Google OAuth 2.0 を利用したアプリケーションを開発・切り替えする際、「新しいアプリのクライアントIDを設定したのに、Googleのログイン画面に過去のアプリ名が表示されてしまう」という予期せぬ問題に直面することがあります。
今回は、この現象の原因と、具体的な解決策をステップバイステップで解説します。
🧐 発生した問題
新しいアプリケーション(仮称:New App)の開発作業中、GOOGLE_CLIENT_IDを新しい情報に更新したにもかかわらず、Googleアカウントのログイン画面に以下のような表示が残ってしまいました。(自分の場合は、「予定調整アプリ」という過去開発していた時の情報が表示)
この状態だと、新しいアプリの開発がちゃんと進められるのか?かなり不安を感じる状態でした。
🚨 当初の状況
- 新しいアプリのコードには、新しいプロジェクトで発行した正しい
GOOGLE_CLIENT_IDを設定済み。 - ブラウザのキャッシュやシークレットウィンドウを試しても解消しない。
- Googleアカウントの「サードパーティのアプリのアクセス権限」を見ても、古いアプリ名は存在しない。
このことから、問題の原因はローカル環境やユーザーのアクセス履歴ではなく、Google Cloud Project側の設定にあると推測されました。
💡 解決策の核心:OAuth同意画面の「ブランディング」
問題の核心は、OAuth 2.0 クライアント ID が紐づいているプロジェクトの「OAuth同意画面」設定、特にアプリケーション名が古い情報(ここでは自分の実例として「予定調整アプリ」)のまま残っていたことでした。

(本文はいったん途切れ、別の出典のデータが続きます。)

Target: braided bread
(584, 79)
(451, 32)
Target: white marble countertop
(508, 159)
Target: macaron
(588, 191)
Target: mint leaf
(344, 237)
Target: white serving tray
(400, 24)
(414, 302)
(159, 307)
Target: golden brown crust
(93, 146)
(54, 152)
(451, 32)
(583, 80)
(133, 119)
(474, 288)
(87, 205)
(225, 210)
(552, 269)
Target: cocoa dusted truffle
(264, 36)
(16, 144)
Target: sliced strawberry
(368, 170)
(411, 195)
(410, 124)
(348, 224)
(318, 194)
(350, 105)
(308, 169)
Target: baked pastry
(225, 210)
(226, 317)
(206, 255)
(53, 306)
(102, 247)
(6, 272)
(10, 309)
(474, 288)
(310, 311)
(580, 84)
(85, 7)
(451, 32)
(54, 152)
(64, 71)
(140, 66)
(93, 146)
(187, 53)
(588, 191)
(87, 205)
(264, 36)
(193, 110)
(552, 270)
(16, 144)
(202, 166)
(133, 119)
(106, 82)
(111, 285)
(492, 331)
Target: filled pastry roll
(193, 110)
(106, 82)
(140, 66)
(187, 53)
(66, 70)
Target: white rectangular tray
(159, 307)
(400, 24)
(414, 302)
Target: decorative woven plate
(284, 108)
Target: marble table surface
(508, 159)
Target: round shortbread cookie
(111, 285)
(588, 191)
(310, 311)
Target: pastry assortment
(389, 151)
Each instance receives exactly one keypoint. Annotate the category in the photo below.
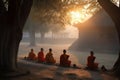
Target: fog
(97, 34)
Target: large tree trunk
(11, 32)
(114, 13)
(32, 36)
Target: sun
(78, 16)
(75, 16)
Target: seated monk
(49, 57)
(90, 61)
(64, 60)
(32, 55)
(41, 56)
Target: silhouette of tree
(114, 13)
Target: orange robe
(90, 62)
(64, 60)
(41, 57)
(49, 58)
(32, 56)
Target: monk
(49, 57)
(41, 56)
(32, 55)
(64, 60)
(91, 61)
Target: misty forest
(78, 26)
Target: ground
(37, 71)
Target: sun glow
(78, 16)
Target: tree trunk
(32, 36)
(11, 32)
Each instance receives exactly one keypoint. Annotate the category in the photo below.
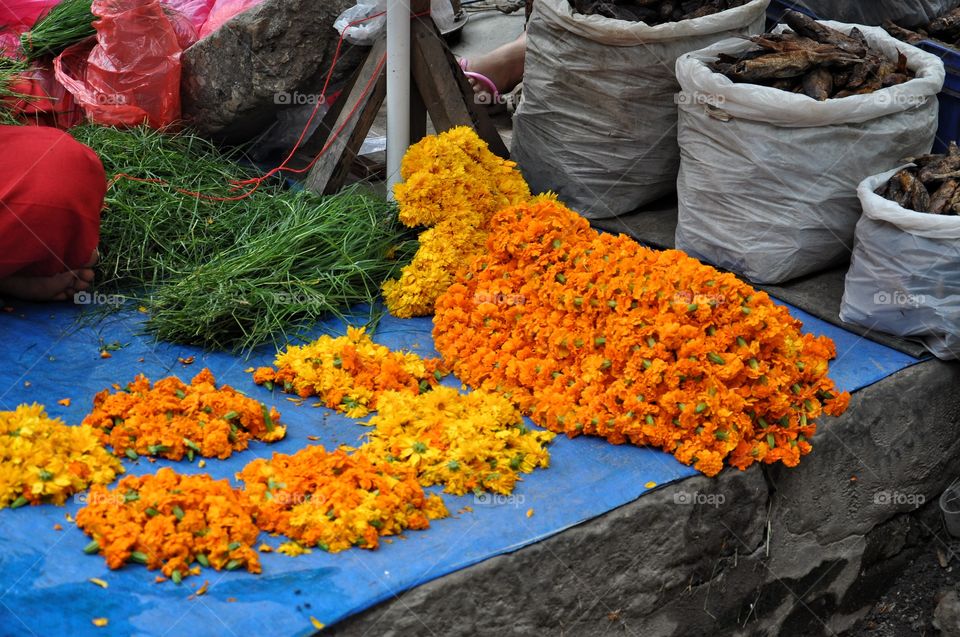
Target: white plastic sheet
(904, 277)
(768, 179)
(368, 27)
(597, 122)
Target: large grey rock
(785, 552)
(263, 61)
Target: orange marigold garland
(594, 334)
(172, 522)
(349, 372)
(172, 419)
(466, 442)
(335, 500)
(43, 460)
(453, 183)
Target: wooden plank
(328, 175)
(448, 96)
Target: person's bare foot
(503, 65)
(59, 287)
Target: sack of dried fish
(598, 118)
(875, 12)
(945, 28)
(904, 275)
(654, 12)
(768, 178)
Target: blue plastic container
(949, 127)
(778, 7)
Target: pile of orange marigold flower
(453, 183)
(173, 419)
(172, 522)
(594, 334)
(336, 500)
(349, 372)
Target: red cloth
(51, 194)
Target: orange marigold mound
(335, 500)
(172, 419)
(594, 334)
(172, 522)
(349, 372)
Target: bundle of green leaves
(234, 273)
(66, 23)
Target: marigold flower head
(466, 442)
(453, 183)
(172, 419)
(172, 522)
(349, 372)
(336, 500)
(43, 460)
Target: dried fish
(654, 12)
(818, 61)
(932, 185)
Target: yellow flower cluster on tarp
(349, 372)
(453, 183)
(466, 442)
(44, 460)
(336, 500)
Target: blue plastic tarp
(44, 587)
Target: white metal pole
(398, 88)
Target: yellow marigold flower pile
(349, 372)
(336, 500)
(453, 183)
(595, 334)
(173, 419)
(466, 442)
(173, 522)
(42, 460)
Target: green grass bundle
(66, 23)
(235, 274)
(10, 71)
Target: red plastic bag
(132, 75)
(16, 17)
(222, 11)
(196, 11)
(186, 33)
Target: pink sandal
(484, 80)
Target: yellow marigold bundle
(336, 500)
(172, 419)
(594, 334)
(453, 183)
(348, 373)
(466, 442)
(172, 522)
(43, 460)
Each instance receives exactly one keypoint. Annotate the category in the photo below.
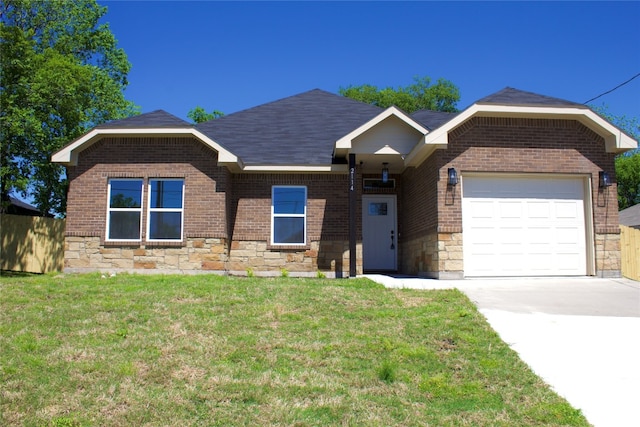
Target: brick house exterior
(234, 175)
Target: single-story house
(517, 184)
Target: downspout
(353, 201)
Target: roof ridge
(155, 118)
(513, 96)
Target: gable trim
(616, 141)
(344, 144)
(69, 154)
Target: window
(166, 198)
(125, 209)
(289, 215)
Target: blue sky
(230, 56)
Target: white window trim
(110, 209)
(275, 215)
(150, 210)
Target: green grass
(218, 351)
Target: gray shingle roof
(630, 216)
(511, 96)
(301, 129)
(154, 119)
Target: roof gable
(432, 119)
(298, 130)
(515, 103)
(512, 96)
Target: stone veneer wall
(255, 257)
(86, 254)
(608, 255)
(437, 255)
(210, 255)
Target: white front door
(379, 232)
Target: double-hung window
(124, 220)
(289, 215)
(166, 212)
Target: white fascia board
(343, 145)
(296, 168)
(616, 141)
(69, 154)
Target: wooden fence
(31, 244)
(630, 246)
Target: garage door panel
(523, 226)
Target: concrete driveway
(581, 335)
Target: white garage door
(523, 227)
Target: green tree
(61, 74)
(628, 179)
(627, 164)
(199, 115)
(421, 95)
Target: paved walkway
(581, 335)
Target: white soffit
(69, 154)
(344, 144)
(616, 141)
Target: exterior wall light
(385, 172)
(452, 177)
(605, 179)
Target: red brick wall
(526, 145)
(205, 182)
(327, 205)
(419, 214)
(432, 210)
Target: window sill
(285, 247)
(121, 243)
(166, 243)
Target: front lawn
(206, 350)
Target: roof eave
(616, 141)
(68, 155)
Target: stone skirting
(84, 254)
(608, 255)
(437, 255)
(329, 259)
(211, 255)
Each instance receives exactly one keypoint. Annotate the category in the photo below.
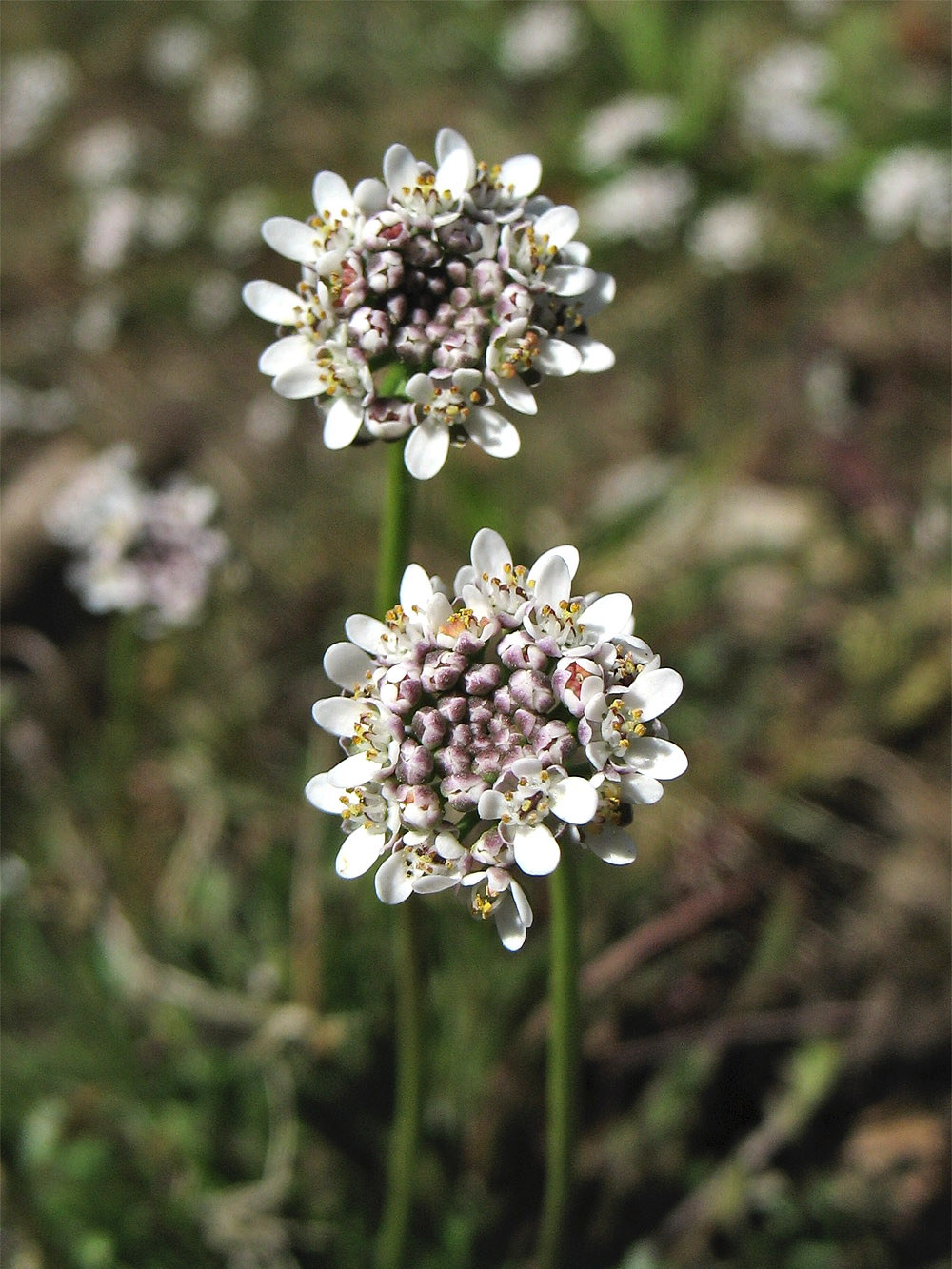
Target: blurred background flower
(196, 1031)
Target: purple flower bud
(453, 761)
(486, 279)
(385, 271)
(369, 328)
(441, 670)
(422, 250)
(463, 792)
(453, 708)
(520, 651)
(387, 229)
(400, 688)
(532, 690)
(503, 700)
(419, 806)
(480, 681)
(411, 346)
(456, 351)
(428, 726)
(415, 763)
(554, 743)
(353, 285)
(461, 235)
(388, 419)
(513, 302)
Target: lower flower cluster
(486, 731)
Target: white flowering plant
(486, 728)
(428, 296)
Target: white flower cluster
(426, 296)
(139, 549)
(483, 732)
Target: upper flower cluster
(426, 296)
(139, 549)
(482, 732)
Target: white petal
(594, 357)
(517, 395)
(367, 632)
(653, 692)
(338, 715)
(286, 353)
(292, 239)
(391, 882)
(612, 844)
(559, 225)
(353, 772)
(522, 903)
(552, 583)
(432, 883)
(358, 853)
(331, 193)
(491, 804)
(494, 434)
(347, 665)
(371, 195)
(574, 800)
(426, 450)
(449, 140)
(456, 172)
(415, 589)
(509, 924)
(567, 552)
(322, 793)
(419, 387)
(556, 357)
(400, 169)
(299, 382)
(273, 302)
(490, 555)
(569, 279)
(536, 850)
(524, 172)
(605, 617)
(655, 757)
(343, 423)
(640, 789)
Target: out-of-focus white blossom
(647, 205)
(34, 410)
(543, 37)
(426, 297)
(227, 99)
(779, 100)
(484, 734)
(112, 226)
(727, 236)
(33, 90)
(621, 127)
(910, 190)
(175, 52)
(137, 549)
(106, 153)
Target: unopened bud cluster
(484, 731)
(137, 548)
(426, 296)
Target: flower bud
(532, 690)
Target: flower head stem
(406, 1132)
(563, 1062)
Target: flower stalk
(406, 1131)
(562, 1075)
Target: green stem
(406, 1132)
(563, 1061)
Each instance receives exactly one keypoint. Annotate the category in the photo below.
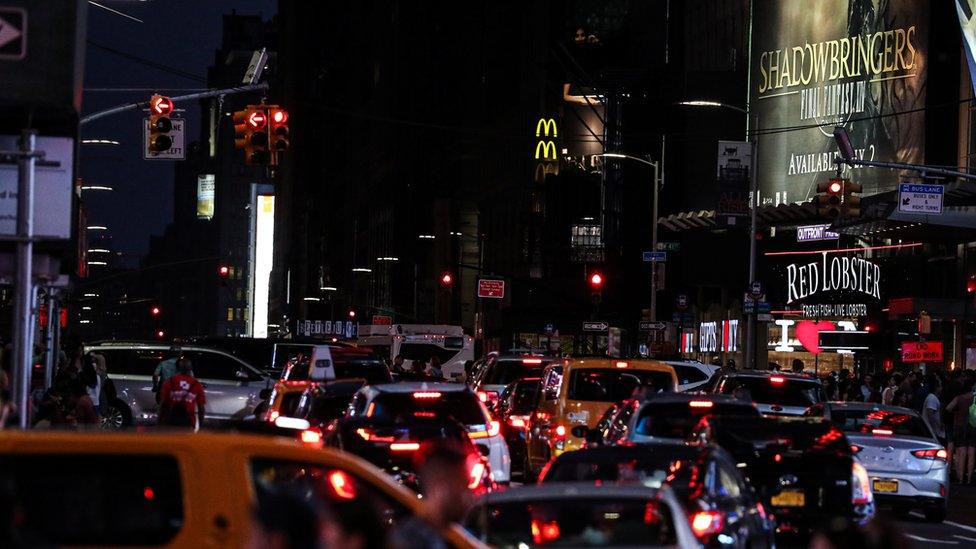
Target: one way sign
(13, 33)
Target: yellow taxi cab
(176, 489)
(577, 392)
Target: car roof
(789, 376)
(572, 490)
(869, 406)
(621, 451)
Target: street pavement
(959, 529)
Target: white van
(420, 342)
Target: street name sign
(920, 199)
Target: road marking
(920, 538)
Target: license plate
(886, 486)
(789, 498)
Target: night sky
(180, 34)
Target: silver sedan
(906, 462)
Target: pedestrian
(434, 368)
(443, 472)
(932, 408)
(182, 399)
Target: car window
(95, 500)
(788, 392)
(216, 366)
(688, 374)
(328, 484)
(574, 522)
(867, 421)
(612, 384)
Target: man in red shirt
(181, 398)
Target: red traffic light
(257, 120)
(160, 105)
(279, 116)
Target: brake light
(311, 437)
(370, 436)
(544, 532)
(405, 446)
(704, 523)
(932, 453)
(342, 485)
(492, 428)
(476, 474)
(861, 494)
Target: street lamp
(655, 182)
(754, 206)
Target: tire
(116, 416)
(935, 514)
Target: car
(775, 393)
(581, 514)
(693, 375)
(492, 374)
(802, 468)
(393, 444)
(233, 387)
(177, 489)
(577, 392)
(438, 400)
(723, 509)
(663, 417)
(515, 406)
(906, 462)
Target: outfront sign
(921, 351)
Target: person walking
(963, 433)
(182, 398)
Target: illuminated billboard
(854, 63)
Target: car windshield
(650, 469)
(616, 384)
(678, 419)
(463, 406)
(866, 421)
(507, 370)
(787, 392)
(574, 522)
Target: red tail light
(704, 523)
(932, 453)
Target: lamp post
(753, 207)
(655, 183)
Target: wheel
(116, 416)
(935, 514)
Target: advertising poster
(854, 63)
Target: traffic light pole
(145, 104)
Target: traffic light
(160, 125)
(251, 134)
(852, 204)
(279, 132)
(829, 197)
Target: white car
(692, 375)
(453, 399)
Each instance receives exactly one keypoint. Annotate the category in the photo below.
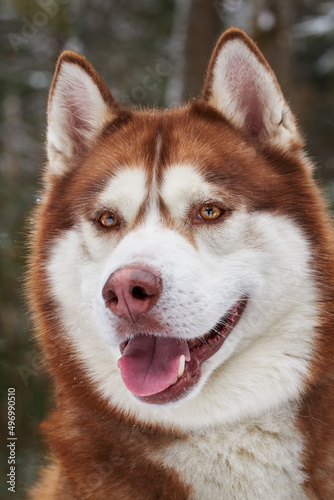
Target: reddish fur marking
(99, 451)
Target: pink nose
(131, 291)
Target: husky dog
(181, 281)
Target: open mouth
(160, 370)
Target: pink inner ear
(77, 105)
(245, 86)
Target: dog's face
(173, 243)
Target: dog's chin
(199, 350)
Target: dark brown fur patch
(100, 452)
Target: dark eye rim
(198, 219)
(98, 223)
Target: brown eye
(108, 220)
(210, 212)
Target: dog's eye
(108, 220)
(210, 212)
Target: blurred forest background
(149, 53)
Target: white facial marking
(126, 192)
(266, 257)
(183, 186)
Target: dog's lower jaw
(200, 350)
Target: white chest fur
(256, 460)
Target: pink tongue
(150, 364)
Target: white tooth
(181, 366)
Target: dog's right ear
(80, 105)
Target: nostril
(111, 297)
(138, 292)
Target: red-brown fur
(98, 452)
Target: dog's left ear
(241, 85)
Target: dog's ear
(79, 107)
(241, 85)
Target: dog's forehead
(179, 158)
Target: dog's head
(171, 264)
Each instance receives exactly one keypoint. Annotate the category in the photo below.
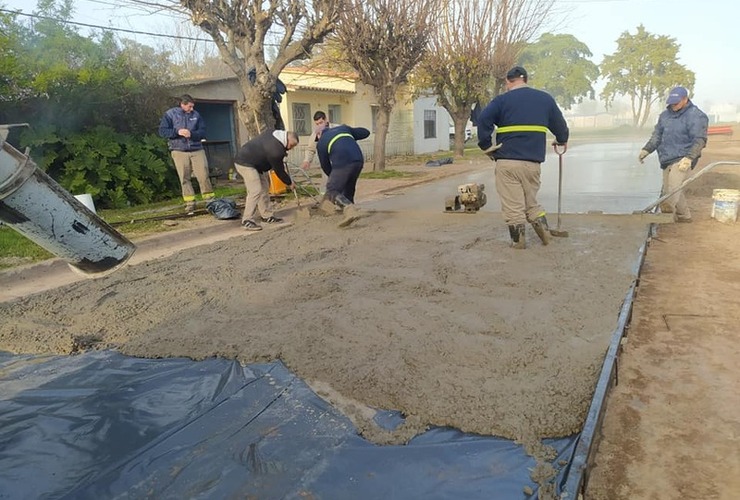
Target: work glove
(684, 164)
(489, 152)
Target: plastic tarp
(102, 425)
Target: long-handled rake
(560, 233)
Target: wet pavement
(602, 177)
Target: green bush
(117, 170)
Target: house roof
(315, 88)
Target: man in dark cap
(184, 129)
(341, 160)
(679, 137)
(521, 118)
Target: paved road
(603, 176)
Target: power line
(106, 28)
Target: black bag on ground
(223, 209)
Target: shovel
(559, 233)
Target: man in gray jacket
(679, 136)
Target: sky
(705, 30)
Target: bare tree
(517, 22)
(471, 49)
(384, 40)
(242, 29)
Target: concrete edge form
(576, 479)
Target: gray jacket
(679, 134)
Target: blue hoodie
(679, 134)
(176, 118)
(522, 117)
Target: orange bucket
(276, 185)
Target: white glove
(684, 164)
(489, 152)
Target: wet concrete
(596, 176)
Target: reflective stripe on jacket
(521, 117)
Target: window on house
(335, 114)
(430, 124)
(302, 118)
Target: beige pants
(258, 192)
(672, 178)
(517, 184)
(189, 163)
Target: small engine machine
(469, 199)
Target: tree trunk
(381, 132)
(255, 110)
(460, 125)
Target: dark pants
(343, 180)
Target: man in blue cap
(679, 137)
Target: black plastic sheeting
(101, 425)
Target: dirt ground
(434, 315)
(672, 424)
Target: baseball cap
(675, 96)
(516, 72)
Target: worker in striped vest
(341, 160)
(521, 118)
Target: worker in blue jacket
(521, 118)
(341, 160)
(679, 137)
(184, 129)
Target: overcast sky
(706, 31)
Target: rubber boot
(542, 229)
(350, 210)
(517, 236)
(326, 207)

Googleは、認証フローを開始したクライアントIDに対し、そのIDが属するプロジェクトの「OAuth同意画面」に設定されたアプリ名を読み込み、ログイン画面に表示します。
🔧 解決のための具体的なステップ
以下の手順で、古いアプリ名を新しい名前に修正することで問題は解決します。
- Google Cloud Console にアクセス
- 現在開発中の新しいアプリに紐づく Google Cloud Project を選択します。
- 「OAuth同意画面」へ移動
- 左側のナビゲーションメニューから「APIとサービス」を展開し、「認証情報」に移動します。
- 使用している OAuth 2.0 クライアント ID をクリックし、詳細設定画面に進みます。
- 「ブランディング」設定画面の特定
- クライアントIDの詳細画面内で、「OAuth 同意画面」(または関連するリンク)をクリックして移動します。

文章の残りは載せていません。